Our results demonstrate for the first time that leptin signaling is essential for the development of atrial fibrosis and atrial fibrillation evoked by AngII.
我们研究了瘦素信号在血管紧张素 II(AngII)引起的心房纤维化和心房颤动(AF)中的作用假说。

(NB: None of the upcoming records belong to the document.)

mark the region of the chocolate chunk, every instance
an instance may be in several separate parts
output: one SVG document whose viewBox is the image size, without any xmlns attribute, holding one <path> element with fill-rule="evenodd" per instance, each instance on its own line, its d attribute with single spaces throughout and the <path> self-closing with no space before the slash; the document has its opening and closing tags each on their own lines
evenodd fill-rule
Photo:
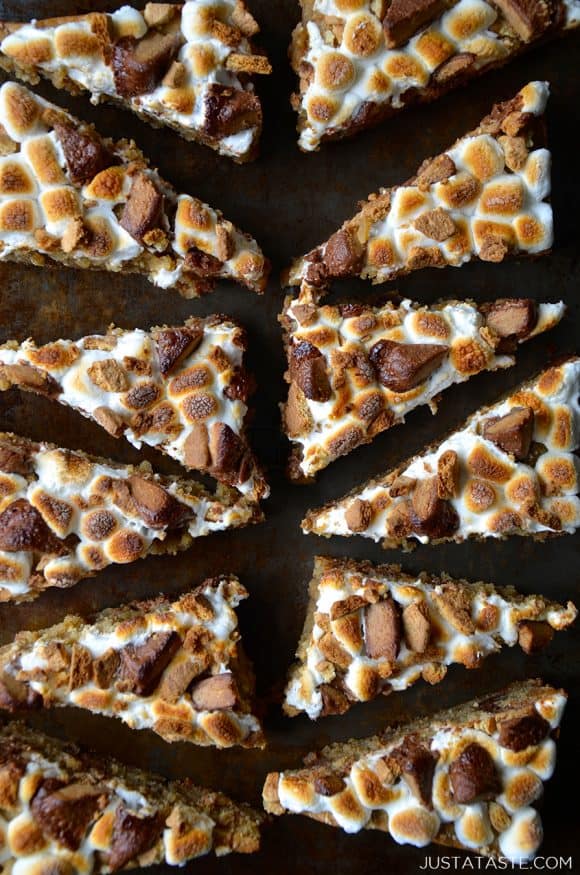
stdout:
<svg viewBox="0 0 580 875">
<path fill-rule="evenodd" d="M 543 650 L 552 638 L 554 630 L 543 621 L 524 620 L 518 626 L 518 644 L 524 653 L 537 653 Z"/>
<path fill-rule="evenodd" d="M 230 401 L 243 401 L 244 404 L 256 390 L 254 378 L 248 372 L 236 365 L 230 377 L 228 385 L 224 389 L 224 395 Z"/>
<path fill-rule="evenodd" d="M 193 707 L 198 711 L 224 711 L 235 708 L 238 691 L 231 672 L 212 675 L 195 684 L 191 691 Z"/>
<path fill-rule="evenodd" d="M 504 720 L 499 727 L 499 743 L 516 753 L 539 744 L 550 732 L 550 724 L 537 711 L 524 717 Z"/>
<path fill-rule="evenodd" d="M 431 637 L 429 609 L 424 602 L 413 602 L 403 611 L 403 630 L 409 650 L 424 653 Z"/>
<path fill-rule="evenodd" d="M 131 237 L 142 243 L 145 234 L 161 224 L 163 203 L 163 195 L 157 191 L 149 176 L 136 173 L 119 224 Z"/>
<path fill-rule="evenodd" d="M 462 73 L 471 70 L 476 58 L 477 56 L 472 55 L 471 52 L 459 52 L 457 55 L 452 55 L 433 71 L 433 81 L 438 85 L 443 85 L 451 79 L 457 79 Z"/>
<path fill-rule="evenodd" d="M 213 82 L 204 99 L 204 131 L 221 139 L 257 125 L 262 116 L 260 101 L 252 91 L 228 88 Z"/>
<path fill-rule="evenodd" d="M 501 790 L 493 758 L 480 744 L 468 744 L 449 766 L 453 798 L 462 805 L 492 799 Z"/>
<path fill-rule="evenodd" d="M 140 515 L 154 529 L 176 528 L 192 516 L 190 508 L 153 480 L 133 474 L 129 488 Z"/>
<path fill-rule="evenodd" d="M 531 407 L 514 407 L 505 416 L 486 420 L 482 434 L 518 461 L 525 459 L 534 434 L 534 411 Z"/>
<path fill-rule="evenodd" d="M 193 246 L 186 254 L 183 261 L 185 270 L 191 271 L 199 277 L 216 276 L 222 269 L 222 262 L 215 255 L 210 255 L 209 252 L 202 252 L 201 249 Z"/>
<path fill-rule="evenodd" d="M 171 66 L 181 37 L 176 33 L 152 31 L 143 39 L 126 36 L 113 47 L 115 88 L 121 97 L 148 94 L 161 82 Z"/>
<path fill-rule="evenodd" d="M 436 760 L 431 751 L 413 738 L 406 738 L 390 754 L 401 769 L 401 775 L 413 795 L 432 808 L 431 791 Z"/>
<path fill-rule="evenodd" d="M 60 547 L 56 535 L 26 499 L 16 499 L 0 514 L 0 550 L 55 553 Z"/>
<path fill-rule="evenodd" d="M 349 228 L 341 228 L 324 247 L 323 261 L 329 276 L 352 276 L 362 267 L 364 247 Z"/>
<path fill-rule="evenodd" d="M 96 135 L 79 131 L 72 125 L 57 122 L 54 131 L 62 146 L 68 175 L 74 185 L 86 185 L 101 170 L 118 164 Z"/>
<path fill-rule="evenodd" d="M 390 596 L 367 605 L 364 630 L 367 655 L 394 662 L 401 646 L 401 610 Z"/>
<path fill-rule="evenodd" d="M 334 772 L 322 772 L 314 779 L 314 790 L 321 796 L 336 796 L 345 787 L 344 779 L 340 775 L 335 775 Z"/>
<path fill-rule="evenodd" d="M 342 690 L 337 690 L 331 684 L 321 684 L 320 695 L 322 697 L 322 717 L 328 717 L 330 714 L 344 714 L 350 707 Z"/>
<path fill-rule="evenodd" d="M 204 471 L 211 464 L 209 435 L 205 422 L 193 422 L 183 445 L 183 461 L 187 468 Z"/>
<path fill-rule="evenodd" d="M 446 8 L 445 0 L 392 0 L 383 19 L 387 47 L 406 43 L 420 27 L 438 18 Z"/>
<path fill-rule="evenodd" d="M 418 480 L 411 498 L 414 530 L 430 538 L 452 535 L 459 525 L 459 517 L 452 504 L 439 498 L 437 477 Z"/>
<path fill-rule="evenodd" d="M 537 39 L 551 24 L 547 0 L 494 0 L 509 24 L 525 43 Z"/>
<path fill-rule="evenodd" d="M 58 395 L 60 386 L 50 374 L 32 365 L 19 363 L 15 365 L 0 364 L 0 383 L 6 381 L 10 386 L 18 386 L 28 392 L 38 395 Z"/>
<path fill-rule="evenodd" d="M 216 476 L 237 475 L 244 445 L 238 435 L 225 422 L 214 422 L 210 429 L 209 451 L 212 471 Z"/>
<path fill-rule="evenodd" d="M 160 838 L 164 820 L 161 814 L 137 817 L 120 804 L 115 811 L 111 850 L 106 858 L 111 871 L 122 869 L 148 851 Z"/>
<path fill-rule="evenodd" d="M 180 646 L 176 632 L 155 632 L 143 644 L 128 644 L 120 653 L 119 689 L 150 695 Z"/>
<path fill-rule="evenodd" d="M 538 321 L 538 308 L 531 298 L 502 298 L 481 309 L 488 327 L 499 337 L 523 340 Z"/>
<path fill-rule="evenodd" d="M 448 353 L 449 349 L 438 343 L 379 340 L 371 347 L 369 358 L 383 386 L 393 392 L 408 392 L 436 371 Z"/>
<path fill-rule="evenodd" d="M 0 675 L 0 708 L 17 711 L 19 708 L 41 708 L 43 704 L 40 693 L 28 684 L 17 681 L 8 672 Z"/>
<path fill-rule="evenodd" d="M 24 447 L 13 444 L 0 444 L 0 471 L 5 474 L 29 474 L 32 459 Z"/>
<path fill-rule="evenodd" d="M 372 505 L 362 498 L 355 498 L 349 504 L 344 515 L 344 521 L 351 532 L 365 532 L 370 526 L 372 518 Z"/>
<path fill-rule="evenodd" d="M 332 395 L 326 372 L 326 359 L 320 350 L 307 340 L 292 348 L 290 378 L 311 401 L 328 401 Z"/>
<path fill-rule="evenodd" d="M 106 795 L 101 787 L 69 784 L 54 788 L 50 781 L 45 781 L 35 794 L 30 807 L 34 819 L 46 836 L 64 845 L 69 851 L 76 851 L 105 801 Z"/>
<path fill-rule="evenodd" d="M 203 329 L 164 328 L 155 335 L 155 348 L 159 359 L 159 370 L 164 377 L 170 374 L 184 358 L 190 355 L 201 343 Z"/>
</svg>

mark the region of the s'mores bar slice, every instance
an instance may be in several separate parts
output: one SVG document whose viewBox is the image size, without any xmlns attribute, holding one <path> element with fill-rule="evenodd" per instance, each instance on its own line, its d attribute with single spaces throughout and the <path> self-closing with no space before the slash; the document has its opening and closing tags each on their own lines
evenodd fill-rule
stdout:
<svg viewBox="0 0 580 875">
<path fill-rule="evenodd" d="M 580 525 L 580 358 L 472 414 L 457 431 L 345 498 L 310 511 L 305 532 L 413 541 L 527 535 Z"/>
<path fill-rule="evenodd" d="M 178 194 L 131 140 L 22 85 L 0 87 L 0 260 L 138 273 L 185 298 L 218 279 L 263 292 L 268 262 L 218 210 Z"/>
<path fill-rule="evenodd" d="M 29 23 L 0 22 L 0 66 L 27 82 L 40 76 L 92 103 L 108 100 L 155 127 L 167 126 L 244 162 L 254 158 L 262 107 L 253 74 L 268 59 L 242 0 L 147 3 Z"/>
<path fill-rule="evenodd" d="M 171 601 L 160 596 L 68 616 L 0 648 L 0 708 L 74 706 L 151 729 L 165 741 L 264 747 L 233 575 Z"/>
<path fill-rule="evenodd" d="M 397 844 L 430 842 L 512 863 L 543 838 L 536 804 L 556 765 L 567 695 L 539 680 L 309 754 L 272 772 L 272 814 L 303 814 L 347 833 L 378 829 Z"/>
<path fill-rule="evenodd" d="M 305 152 L 425 103 L 580 24 L 578 0 L 301 0 L 290 58 Z"/>
<path fill-rule="evenodd" d="M 344 276 L 384 283 L 423 267 L 546 253 L 553 238 L 548 93 L 547 82 L 530 82 L 410 180 L 369 195 L 325 243 L 294 261 L 288 285 Z"/>
<path fill-rule="evenodd" d="M 572 602 L 512 586 L 318 556 L 284 711 L 311 720 L 344 714 L 421 678 L 437 684 L 454 663 L 478 668 L 504 645 L 536 653 L 576 615 Z"/>
<path fill-rule="evenodd" d="M 281 316 L 290 383 L 282 414 L 294 480 L 312 478 L 422 404 L 435 413 L 449 386 L 510 367 L 518 343 L 564 314 L 562 302 L 527 298 L 381 307 L 319 299 L 303 283 Z"/>
<path fill-rule="evenodd" d="M 250 854 L 264 816 L 189 780 L 81 752 L 21 723 L 0 727 L 6 872 L 108 873 Z"/>
<path fill-rule="evenodd" d="M 0 433 L 0 602 L 35 599 L 108 565 L 185 550 L 263 519 L 230 487 Z"/>
<path fill-rule="evenodd" d="M 227 316 L 37 346 L 0 346 L 0 391 L 17 386 L 77 410 L 113 437 L 148 444 L 184 467 L 262 498 L 268 487 L 245 420 L 253 382 L 246 333 Z"/>
</svg>

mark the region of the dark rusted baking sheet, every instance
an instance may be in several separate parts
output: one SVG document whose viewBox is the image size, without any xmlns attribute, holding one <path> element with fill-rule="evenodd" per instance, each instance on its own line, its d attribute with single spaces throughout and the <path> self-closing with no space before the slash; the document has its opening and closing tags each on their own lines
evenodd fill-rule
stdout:
<svg viewBox="0 0 580 875">
<path fill-rule="evenodd" d="M 115 8 L 106 0 L 12 0 L 0 2 L 1 18 Z M 139 4 L 138 4 L 139 5 Z M 288 105 L 294 87 L 286 60 L 290 32 L 298 20 L 295 0 L 250 0 L 262 25 L 261 42 L 275 73 L 258 83 L 265 104 L 262 155 L 243 167 L 207 149 L 187 144 L 169 130 L 153 130 L 130 113 L 92 107 L 86 97 L 73 98 L 44 84 L 39 90 L 56 103 L 95 122 L 110 136 L 131 136 L 158 165 L 161 173 L 183 191 L 191 191 L 220 207 L 232 221 L 254 234 L 272 259 L 272 280 L 265 297 L 233 286 L 221 286 L 202 301 L 187 302 L 139 278 L 89 272 L 40 271 L 0 265 L 0 327 L 2 341 L 31 335 L 40 342 L 100 331 L 115 321 L 123 327 L 176 323 L 189 314 L 225 312 L 248 328 L 249 364 L 258 378 L 253 440 L 268 466 L 272 497 L 265 505 L 267 522 L 231 534 L 203 538 L 187 553 L 151 558 L 130 566 L 111 566 L 98 577 L 66 592 L 51 591 L 32 605 L 0 608 L 0 642 L 24 628 L 57 622 L 66 612 L 89 612 L 159 591 L 175 594 L 207 575 L 232 571 L 240 575 L 251 597 L 241 609 L 247 649 L 254 659 L 259 694 L 265 703 L 270 746 L 265 752 L 214 751 L 192 745 L 170 746 L 149 732 L 132 732 L 117 721 L 74 710 L 34 715 L 30 722 L 48 732 L 91 746 L 103 755 L 158 770 L 168 776 L 189 775 L 239 799 L 260 805 L 264 775 L 271 769 L 296 765 L 309 750 L 333 739 L 366 735 L 387 723 L 435 711 L 439 707 L 492 691 L 526 676 L 568 688 L 571 702 L 564 719 L 559 765 L 548 783 L 543 818 L 545 843 L 541 853 L 578 854 L 577 818 L 570 809 L 577 795 L 578 661 L 580 626 L 555 637 L 544 655 L 524 658 L 520 651 L 491 657 L 476 672 L 452 669 L 436 687 L 417 684 L 408 692 L 353 708 L 343 717 L 318 724 L 307 718 L 281 715 L 279 696 L 301 631 L 306 584 L 312 557 L 327 552 L 374 561 L 401 562 L 409 571 L 445 570 L 456 576 L 516 584 L 524 592 L 545 592 L 558 600 L 579 597 L 578 537 L 545 544 L 526 539 L 504 543 L 420 547 L 410 554 L 383 553 L 364 539 L 324 541 L 301 534 L 299 522 L 309 507 L 342 495 L 356 483 L 390 467 L 437 435 L 463 420 L 476 406 L 539 370 L 551 356 L 578 351 L 580 277 L 578 214 L 580 173 L 572 118 L 580 101 L 577 75 L 580 34 L 538 48 L 504 70 L 488 74 L 467 89 L 439 103 L 409 110 L 381 128 L 357 139 L 303 155 L 296 147 L 295 118 Z M 434 301 L 442 296 L 478 300 L 502 295 L 526 295 L 537 300 L 563 298 L 565 321 L 554 331 L 526 344 L 515 368 L 501 375 L 483 375 L 448 390 L 440 413 L 426 408 L 409 416 L 406 426 L 381 435 L 366 448 L 327 468 L 309 487 L 289 485 L 284 478 L 288 446 L 279 432 L 278 403 L 283 398 L 284 361 L 276 321 L 283 293 L 278 275 L 291 257 L 309 249 L 353 211 L 359 198 L 381 184 L 408 178 L 419 162 L 445 148 L 472 128 L 496 100 L 510 97 L 530 79 L 549 79 L 548 107 L 553 151 L 556 242 L 552 255 L 537 261 L 474 264 L 456 270 L 431 270 L 402 280 L 397 288 L 409 297 Z M 384 290 L 385 287 L 381 291 Z M 370 286 L 350 283 L 340 294 L 371 295 Z M 0 427 L 34 439 L 110 455 L 121 461 L 148 458 L 158 469 L 177 470 L 152 450 L 142 455 L 126 442 L 115 441 L 96 425 L 44 399 L 16 391 L 0 395 Z M 441 851 L 443 853 L 443 850 Z M 190 871 L 227 873 L 322 873 L 379 875 L 417 872 L 427 854 L 437 849 L 399 847 L 376 832 L 346 836 L 305 818 L 277 819 L 264 835 L 259 856 L 205 858 Z M 453 852 L 463 856 L 461 852 Z M 576 865 L 580 865 L 578 860 Z"/>
</svg>

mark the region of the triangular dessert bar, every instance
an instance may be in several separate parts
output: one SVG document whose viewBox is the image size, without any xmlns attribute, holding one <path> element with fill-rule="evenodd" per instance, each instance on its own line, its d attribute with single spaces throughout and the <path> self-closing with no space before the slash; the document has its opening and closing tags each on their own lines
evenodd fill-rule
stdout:
<svg viewBox="0 0 580 875">
<path fill-rule="evenodd" d="M 580 24 L 578 0 L 301 0 L 290 59 L 299 146 L 436 100 Z"/>
<path fill-rule="evenodd" d="M 21 632 L 0 648 L 0 708 L 68 705 L 165 741 L 264 747 L 235 611 L 247 597 L 222 575 L 174 602 L 160 596 Z"/>
<path fill-rule="evenodd" d="M 262 520 L 220 484 L 161 476 L 0 433 L 0 602 L 74 586 L 115 563 L 175 553 L 195 538 Z"/>
<path fill-rule="evenodd" d="M 8 871 L 118 872 L 259 849 L 263 815 L 22 725 L 0 728 Z"/>
<path fill-rule="evenodd" d="M 218 279 L 264 291 L 255 240 L 174 191 L 131 140 L 15 82 L 0 87 L 0 156 L 0 260 L 138 273 L 186 298 Z"/>
<path fill-rule="evenodd" d="M 294 261 L 288 285 L 343 276 L 384 283 L 423 267 L 546 253 L 553 237 L 548 94 L 547 82 L 530 82 L 412 179 L 369 195 L 325 243 Z"/>
<path fill-rule="evenodd" d="M 252 74 L 268 59 L 242 0 L 147 3 L 28 23 L 0 22 L 0 66 L 39 76 L 93 103 L 110 100 L 155 127 L 210 146 L 235 161 L 254 158 L 262 107 Z"/>
<path fill-rule="evenodd" d="M 281 316 L 290 383 L 283 424 L 293 444 L 289 475 L 297 480 L 370 443 L 422 404 L 435 412 L 455 383 L 510 367 L 518 343 L 564 314 L 561 302 L 527 298 L 373 307 L 360 300 L 320 304 L 319 297 L 303 284 Z"/>
<path fill-rule="evenodd" d="M 523 383 L 457 431 L 345 498 L 310 511 L 317 535 L 413 541 L 572 534 L 580 525 L 580 359 Z"/>
<path fill-rule="evenodd" d="M 284 710 L 312 720 L 356 702 L 443 680 L 454 663 L 478 668 L 502 646 L 535 653 L 576 619 L 566 606 L 512 586 L 404 574 L 318 556 Z"/>
<path fill-rule="evenodd" d="M 246 333 L 227 316 L 0 346 L 0 391 L 45 395 L 135 447 L 148 444 L 251 497 L 268 487 L 245 434 Z"/>
<path fill-rule="evenodd" d="M 541 681 L 476 699 L 310 754 L 272 772 L 266 811 L 303 814 L 347 833 L 378 829 L 524 863 L 543 838 L 537 803 L 556 764 L 566 693 Z"/>
</svg>

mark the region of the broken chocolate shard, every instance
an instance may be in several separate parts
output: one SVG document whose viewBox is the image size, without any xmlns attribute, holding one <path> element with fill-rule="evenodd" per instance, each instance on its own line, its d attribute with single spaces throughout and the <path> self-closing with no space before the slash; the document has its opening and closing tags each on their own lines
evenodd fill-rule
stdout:
<svg viewBox="0 0 580 875">
<path fill-rule="evenodd" d="M 204 98 L 204 130 L 210 137 L 229 137 L 261 123 L 262 109 L 251 91 L 214 82 Z"/>
<path fill-rule="evenodd" d="M 499 743 L 518 753 L 539 744 L 550 732 L 550 724 L 537 711 L 513 720 L 504 720 L 499 727 Z"/>
<path fill-rule="evenodd" d="M 232 673 L 228 671 L 199 681 L 191 691 L 191 699 L 198 711 L 225 711 L 235 708 L 238 692 Z"/>
<path fill-rule="evenodd" d="M 121 97 L 149 94 L 171 66 L 182 38 L 176 33 L 152 31 L 143 39 L 123 37 L 113 47 L 115 88 Z"/>
<path fill-rule="evenodd" d="M 57 122 L 54 131 L 62 146 L 71 182 L 75 185 L 86 185 L 97 173 L 119 163 L 96 136 L 64 122 Z"/>
<path fill-rule="evenodd" d="M 292 348 L 290 378 L 311 401 L 328 401 L 332 395 L 326 360 L 320 350 L 306 340 Z"/>
<path fill-rule="evenodd" d="M 143 644 L 128 644 L 120 654 L 119 689 L 150 695 L 180 645 L 176 632 L 154 632 Z"/>
<path fill-rule="evenodd" d="M 383 19 L 385 42 L 390 49 L 406 43 L 420 27 L 437 18 L 445 0 L 392 0 Z"/>
<path fill-rule="evenodd" d="M 468 744 L 449 767 L 453 798 L 462 805 L 492 799 L 501 790 L 491 755 L 480 744 Z"/>
<path fill-rule="evenodd" d="M 436 760 L 431 751 L 413 738 L 406 738 L 400 747 L 391 752 L 390 757 L 401 769 L 401 776 L 414 796 L 422 805 L 432 808 Z"/>
<path fill-rule="evenodd" d="M 364 630 L 367 655 L 394 662 L 401 646 L 401 611 L 390 596 L 367 605 Z"/>
<path fill-rule="evenodd" d="M 379 340 L 369 358 L 379 381 L 393 392 L 408 392 L 423 383 L 443 362 L 449 350 L 436 343 L 397 343 Z"/>
<path fill-rule="evenodd" d="M 538 322 L 538 307 L 531 298 L 501 298 L 481 309 L 488 327 L 501 338 L 523 340 Z"/>
<path fill-rule="evenodd" d="M 155 334 L 159 370 L 164 377 L 197 349 L 203 339 L 203 329 L 164 328 Z"/>
<path fill-rule="evenodd" d="M 192 515 L 185 504 L 153 480 L 133 474 L 129 487 L 137 510 L 152 528 L 175 528 Z"/>
<path fill-rule="evenodd" d="M 494 0 L 494 3 L 525 43 L 538 39 L 552 23 L 548 0 Z"/>
<path fill-rule="evenodd" d="M 505 416 L 484 422 L 482 434 L 486 440 L 521 461 L 530 451 L 534 435 L 534 411 L 531 407 L 514 407 Z"/>
<path fill-rule="evenodd" d="M 119 224 L 139 243 L 144 236 L 158 228 L 163 216 L 164 198 L 146 173 L 137 173 L 133 178 L 127 202 Z"/>
<path fill-rule="evenodd" d="M 349 228 L 341 228 L 324 247 L 323 262 L 329 276 L 358 273 L 362 267 L 364 247 Z"/>
<path fill-rule="evenodd" d="M 439 498 L 437 477 L 417 481 L 411 498 L 411 519 L 418 534 L 444 538 L 459 526 L 457 511 L 449 501 Z"/>
<path fill-rule="evenodd" d="M 148 851 L 161 835 L 163 826 L 161 814 L 138 817 L 119 805 L 115 811 L 111 849 L 106 857 L 111 872 L 117 872 Z"/>
<path fill-rule="evenodd" d="M 0 550 L 10 553 L 21 550 L 54 553 L 58 552 L 60 546 L 44 518 L 25 498 L 13 501 L 0 514 Z"/>
<path fill-rule="evenodd" d="M 45 781 L 30 808 L 44 835 L 69 851 L 76 851 L 105 800 L 106 793 L 98 786 L 69 784 L 55 787 L 50 781 Z"/>
</svg>

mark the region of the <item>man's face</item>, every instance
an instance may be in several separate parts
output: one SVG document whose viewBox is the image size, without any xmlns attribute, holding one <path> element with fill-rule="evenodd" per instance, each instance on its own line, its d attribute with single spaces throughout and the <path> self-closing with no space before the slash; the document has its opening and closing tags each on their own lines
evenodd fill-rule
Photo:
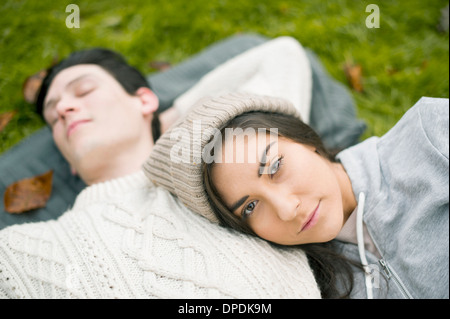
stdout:
<svg viewBox="0 0 450 319">
<path fill-rule="evenodd" d="M 104 69 L 84 64 L 64 69 L 53 79 L 44 118 L 56 145 L 79 171 L 86 161 L 107 162 L 151 141 L 152 112 L 144 104 L 139 94 L 129 95 Z"/>
</svg>

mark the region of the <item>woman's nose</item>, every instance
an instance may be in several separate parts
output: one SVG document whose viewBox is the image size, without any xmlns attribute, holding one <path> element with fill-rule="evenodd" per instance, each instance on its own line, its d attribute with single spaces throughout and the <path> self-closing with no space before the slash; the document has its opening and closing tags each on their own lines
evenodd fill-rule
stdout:
<svg viewBox="0 0 450 319">
<path fill-rule="evenodd" d="M 290 221 L 297 216 L 299 200 L 295 196 L 276 193 L 272 203 L 274 211 L 282 221 Z"/>
</svg>

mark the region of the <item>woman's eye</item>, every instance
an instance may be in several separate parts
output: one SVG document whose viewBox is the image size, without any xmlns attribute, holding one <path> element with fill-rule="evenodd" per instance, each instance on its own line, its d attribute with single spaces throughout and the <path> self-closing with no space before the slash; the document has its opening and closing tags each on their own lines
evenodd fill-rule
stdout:
<svg viewBox="0 0 450 319">
<path fill-rule="evenodd" d="M 256 203 L 257 203 L 257 201 L 253 201 L 253 202 L 248 203 L 244 207 L 244 210 L 242 211 L 242 218 L 245 219 L 245 218 L 249 217 L 253 213 L 253 210 L 256 207 Z"/>
<path fill-rule="evenodd" d="M 276 172 L 280 170 L 281 165 L 283 165 L 283 156 L 280 156 L 275 163 L 270 166 L 269 174 L 270 178 L 273 178 Z"/>
</svg>

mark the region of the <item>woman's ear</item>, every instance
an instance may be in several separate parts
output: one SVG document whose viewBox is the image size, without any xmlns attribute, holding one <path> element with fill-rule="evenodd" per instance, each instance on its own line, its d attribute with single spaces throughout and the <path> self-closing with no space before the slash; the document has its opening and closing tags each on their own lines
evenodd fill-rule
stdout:
<svg viewBox="0 0 450 319">
<path fill-rule="evenodd" d="M 159 99 L 152 90 L 147 87 L 140 87 L 136 91 L 136 96 L 142 103 L 142 114 L 150 115 L 158 110 Z"/>
</svg>

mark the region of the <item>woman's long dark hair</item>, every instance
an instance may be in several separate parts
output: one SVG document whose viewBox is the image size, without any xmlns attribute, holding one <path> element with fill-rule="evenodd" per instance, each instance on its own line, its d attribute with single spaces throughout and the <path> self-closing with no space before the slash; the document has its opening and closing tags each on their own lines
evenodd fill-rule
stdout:
<svg viewBox="0 0 450 319">
<path fill-rule="evenodd" d="M 331 162 L 336 162 L 335 156 L 327 151 L 318 134 L 301 120 L 279 113 L 249 112 L 242 114 L 222 128 L 222 137 L 225 128 L 247 128 L 278 130 L 280 137 L 287 138 L 296 143 L 313 146 L 316 152 Z M 222 141 L 223 142 L 223 141 Z M 211 179 L 212 163 L 203 163 L 203 182 L 214 213 L 222 226 L 231 227 L 246 234 L 256 234 L 241 218 L 229 211 L 223 203 L 220 194 Z M 277 244 L 274 244 L 277 245 Z M 350 261 L 333 249 L 333 242 L 320 244 L 299 245 L 308 257 L 309 264 L 314 272 L 317 284 L 323 298 L 348 298 L 353 289 L 352 266 L 360 265 Z"/>
</svg>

8 周龄雄性 CL57/B6(CNT)和瘦素缺陷 ob/ob 小鼠(Ob)皮下输注 AngII(每天 2.0 mg/kg)。2 周后,进行经食管爆发性起搏和使用离体灌注心脏进行电生理研究。收集左心房组织,通过 Masson 三色染色确定间质纤维化,并评估与炎症致纤维化信号相关的 mRNA 表达。从成年 Sprague-Dawley 和 Zucker 大鼠中分离左心房成纤维细胞。评估瘦素(100ng/mL)或 AngII(100nmol/L)处理的影响。在 CNT-AngII 小鼠中,左心房中的瘦素表达上调(P<0.01)。经食管爆发性起搏诱导 88%(7/8)的 CNT-AngII 小鼠发生心房颤动,但在 Ob-AngII 小鼠中未发生(0/8;P<0.01)。在离体灌注心脏中,仅在 CNT-AngII 小鼠中诱导心房颤动(4/6;67%)。CNT-AngII 小鼠的房间隔传导时间延长(P<0.01),但 Ob-AngII 小鼠则不然。CNT-AngII 小鼠中胶原 1、胶原 3、转化生长因子-β1、α-平滑肌肌动蛋白、单核细胞趋化蛋白 1、F4/80 和 RANTES mRNA 的上调在 Ob-AngII 小鼠中减弱。在培养的 Sprague-Dawley 大鼠心房成纤维细胞中,AngII 处理增加了瘦素表达(P<0.01)。添加瘦素增加了 Sprague-Dawley 大鼠心房成纤维细胞中转化生长因子-β1、α-平滑肌肌动蛋白、单核细胞趋化蛋白 1 和 RANTES 的表达,但对 Zucker 大鼠心房成纤维细胞则没有。
我们的结果首次证明,瘦素信号对于 AngII 引起的心房纤维化和心房颤动的发展是必需的。